The railway will split from the Polatlı-Konya high-speed railway about 27 km south of Polatlı junction, where the Polatlı-Konya HSR splits from the Istanbul-Ankara HSR, and head west to Afyonkarahisar, then it will parallel the İzmir–Afyon railway to Menemen. Travel times between Ankara-Afyon and Ankara–İzmir are expected to be 1h 30min and 3h 30min, respectively.

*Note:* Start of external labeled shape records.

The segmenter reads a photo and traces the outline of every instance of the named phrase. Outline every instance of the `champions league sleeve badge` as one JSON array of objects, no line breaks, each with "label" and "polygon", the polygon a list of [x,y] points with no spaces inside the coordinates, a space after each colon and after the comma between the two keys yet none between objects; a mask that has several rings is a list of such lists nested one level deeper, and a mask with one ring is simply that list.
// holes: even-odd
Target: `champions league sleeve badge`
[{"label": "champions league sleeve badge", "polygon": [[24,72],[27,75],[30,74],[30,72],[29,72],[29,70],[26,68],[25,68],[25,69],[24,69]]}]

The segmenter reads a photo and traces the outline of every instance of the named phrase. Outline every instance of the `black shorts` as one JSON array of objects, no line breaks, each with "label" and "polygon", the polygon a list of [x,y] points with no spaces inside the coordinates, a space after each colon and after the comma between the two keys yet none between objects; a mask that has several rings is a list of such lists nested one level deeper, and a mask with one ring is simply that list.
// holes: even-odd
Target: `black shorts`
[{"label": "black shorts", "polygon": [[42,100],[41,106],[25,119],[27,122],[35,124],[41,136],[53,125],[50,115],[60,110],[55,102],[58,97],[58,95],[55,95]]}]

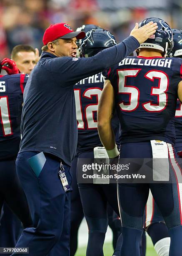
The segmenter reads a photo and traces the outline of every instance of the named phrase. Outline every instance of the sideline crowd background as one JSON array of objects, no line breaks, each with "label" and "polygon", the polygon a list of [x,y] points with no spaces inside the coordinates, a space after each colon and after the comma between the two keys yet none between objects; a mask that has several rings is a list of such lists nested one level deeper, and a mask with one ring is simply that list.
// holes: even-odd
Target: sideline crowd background
[{"label": "sideline crowd background", "polygon": [[145,17],[159,17],[182,29],[182,0],[0,0],[1,59],[10,57],[17,44],[40,51],[43,33],[52,23],[66,22],[74,29],[95,24],[119,41]]}]

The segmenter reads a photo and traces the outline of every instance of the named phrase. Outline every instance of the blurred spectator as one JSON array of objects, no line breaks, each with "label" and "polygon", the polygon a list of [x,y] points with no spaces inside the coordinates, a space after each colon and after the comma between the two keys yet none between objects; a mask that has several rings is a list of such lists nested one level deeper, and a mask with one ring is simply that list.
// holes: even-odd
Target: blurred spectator
[{"label": "blurred spectator", "polygon": [[43,31],[52,23],[64,21],[74,29],[96,24],[112,32],[119,41],[146,17],[160,18],[181,29],[182,13],[179,0],[1,0],[0,53],[1,58],[10,56],[20,44],[40,50]]}]

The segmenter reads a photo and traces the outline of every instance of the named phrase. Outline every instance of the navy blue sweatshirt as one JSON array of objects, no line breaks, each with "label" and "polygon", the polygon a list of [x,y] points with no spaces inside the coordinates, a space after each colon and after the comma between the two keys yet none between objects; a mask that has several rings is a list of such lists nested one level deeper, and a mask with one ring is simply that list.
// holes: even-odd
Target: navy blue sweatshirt
[{"label": "navy blue sweatshirt", "polygon": [[43,52],[24,93],[20,152],[50,153],[71,165],[77,138],[73,86],[119,62],[139,46],[130,36],[90,58]]}]

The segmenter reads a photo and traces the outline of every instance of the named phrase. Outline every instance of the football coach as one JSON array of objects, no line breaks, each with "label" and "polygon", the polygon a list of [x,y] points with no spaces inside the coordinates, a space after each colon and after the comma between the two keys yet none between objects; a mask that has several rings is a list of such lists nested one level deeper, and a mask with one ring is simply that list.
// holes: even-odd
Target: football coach
[{"label": "football coach", "polygon": [[138,28],[136,23],[130,36],[117,45],[80,59],[76,58],[76,42],[85,32],[74,32],[65,23],[45,31],[40,59],[24,91],[16,161],[33,228],[23,230],[16,247],[29,247],[30,256],[70,255],[70,169],[77,133],[73,85],[120,61],[155,32],[156,24]]}]

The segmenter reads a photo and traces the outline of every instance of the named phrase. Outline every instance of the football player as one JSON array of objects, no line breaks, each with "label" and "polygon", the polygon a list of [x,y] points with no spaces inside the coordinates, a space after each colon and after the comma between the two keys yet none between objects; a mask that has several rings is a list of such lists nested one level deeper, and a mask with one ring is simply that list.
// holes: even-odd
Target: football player
[{"label": "football player", "polygon": [[[78,28],[76,31],[83,31],[87,33],[92,29],[99,28],[100,27],[98,26],[90,24],[82,25],[81,27]],[[77,49],[77,56],[78,58],[80,58],[79,49],[80,46],[81,42],[81,39],[78,39],[77,41],[77,44],[78,46]],[[77,155],[76,154],[75,159],[72,163],[70,168],[72,178],[72,191],[71,195],[71,225],[70,245],[70,256],[74,256],[77,250],[78,229],[84,217],[76,178],[77,159]]]},{"label": "football player", "polygon": [[177,95],[182,100],[182,61],[165,58],[171,56],[173,47],[172,32],[165,22],[149,18],[140,26],[151,20],[156,22],[158,28],[140,44],[140,55],[125,58],[105,75],[99,103],[98,131],[109,156],[118,157],[110,123],[115,102],[122,130],[120,158],[153,157],[153,168],[154,158],[167,159],[164,169],[155,166],[154,177],[154,180],[159,175],[159,180],[168,180],[168,174],[170,182],[118,184],[123,234],[121,255],[140,255],[143,212],[150,189],[169,229],[169,255],[181,256],[182,174],[174,145]]},{"label": "football player", "polygon": [[[172,29],[174,47],[172,56],[182,57],[182,31]],[[175,148],[180,157],[182,156],[182,108],[181,103],[178,99],[176,110],[175,127],[176,131]],[[164,220],[152,196],[151,192],[146,207],[145,220],[144,226],[150,236],[154,248],[158,255],[169,255],[170,237],[168,230]]]},{"label": "football player", "polygon": [[11,59],[15,62],[17,68],[24,74],[30,74],[39,59],[39,51],[30,45],[19,44],[12,50]]},{"label": "football player", "polygon": [[[174,47],[172,56],[176,58],[182,58],[182,30],[173,29]],[[182,157],[182,105],[179,100],[177,101],[175,115],[176,131],[175,148],[178,156]]]},{"label": "football player", "polygon": [[[109,31],[102,28],[92,29],[88,31],[86,37],[82,40],[80,56],[91,57],[103,49],[116,44],[115,38]],[[104,154],[105,150],[101,146],[98,134],[97,121],[98,101],[103,84],[104,78],[100,73],[81,80],[75,86],[78,131],[77,151],[78,159],[93,159],[94,152],[99,154],[100,151]],[[117,117],[115,118],[116,120],[113,120],[113,125],[116,133],[119,122]],[[108,225],[108,202],[119,215],[115,185],[78,185],[89,229],[87,255],[103,255],[102,247]],[[114,195],[114,199],[112,199],[112,195]],[[93,221],[94,219],[95,221]]]},{"label": "football player", "polygon": [[[15,62],[7,58],[3,60],[1,67],[8,74],[13,74],[0,76],[0,212],[3,203],[6,202],[1,215],[0,244],[1,247],[14,247],[20,235],[20,222],[17,217],[14,217],[9,207],[22,222],[24,227],[32,225],[27,200],[15,170],[15,159],[20,141],[23,93],[28,75],[19,74]],[[7,221],[8,217],[10,219]]]}]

Construction of the initial section began in 2012, but was suspended in 2018 when almost 50% of the works had been completed on some sections. The construction was restarted in 2022, and planned to be completed in 2027.

== Sections and speeds ==
Constructions are divided into six sections starting from the split point:

| Section | Length | Max Speed | Notes |
| Polatlı–Afyon | 152 km | 250 km/h | in progress |
| Afyon–Banaz | 80 km | in progress |
| Banaz–Eşme | 97 km | in progress |
| Eşme–Salihli | 74 km | in progress |
| Salihli–Manisa | 62 km | in progress |
| Manisa–Menemen | 43 km | in progress |

== Stations ==
The line will consist of eleven stations: Polatlı, Emirdağ, Afyonkarahisar, Uşak, Alaşehir, Salihli, Manisa, Muradiye, Ayvacık, Emiralem, Menemen.